But after CG releases the jobs, they compete for just 2 GPUs through normal Kubernetes resource scheduling. The initial few jobs can run immediately during optimal conditions. However, the deeply queued jobs likely won't be able to execute until a less optimal time. In the worst case, such a stampede can make carbon intensity worse for many of the jobs.

But by using 225/175/125 gCO2/kWh thresholds, we'll create a natural flow:

Tier 1 jobs (threshold 225, 8 jobs) start running in early morning as intensity drops below 225
Tier 2 jobs (threshold 175, 4 jobs) join in late morning when it dips below 175
Tier 3 jobs (threshold 125, 9 jobs) run during the deepest part of the solar valley in the early afternoon

This spreads the 21-job workload across a handful of low-carbon periods rather than clustering everything at the absolute minimum.

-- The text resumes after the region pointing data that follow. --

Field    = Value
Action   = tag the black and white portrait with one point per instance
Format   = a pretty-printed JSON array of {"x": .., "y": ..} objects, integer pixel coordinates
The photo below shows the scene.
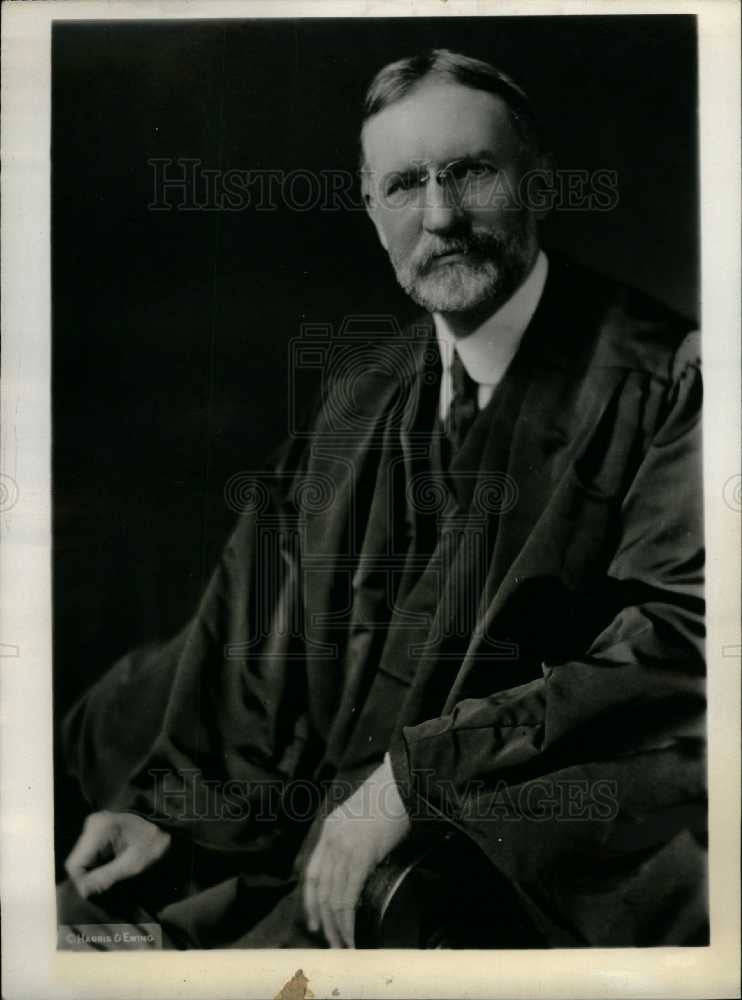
[
  {"x": 378, "y": 511},
  {"x": 378, "y": 472}
]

Intelligent GPU Allocation

This is the priority queue pattern with carbon constraints. When a GPU finishes one experiment and becomes available, the scheduler picks the next job that:

Meets its carbon threshold - current intensity is low enough
Has the highest priority - Tier 1 > Tier 2 > Tier 3 within acceptable jobs
Has been waiting longest - within that tier

The separation of concerns makes this clean:

Ray: Manages experiment orchestration and dependencies
Kubernetes: Allocates GPU resources and handles pod lifecycle
Compute Gardener: Gates scheduling based on carbon intensity threshold
Result: Each layer handles what it's best at

The key insight: We're not optimizing to "run everything at minimum carbon intensity." Instead we're optimizing with a blended consideration, "distribute the queue intelligently so experiments run when carbon is acceptably low AND GPU resources are available."

Implementation: Automating Tier Assignment

Rather than manually categorizing each experiment, we automated tier assignment based on hyperparameter characteristics, using a python script.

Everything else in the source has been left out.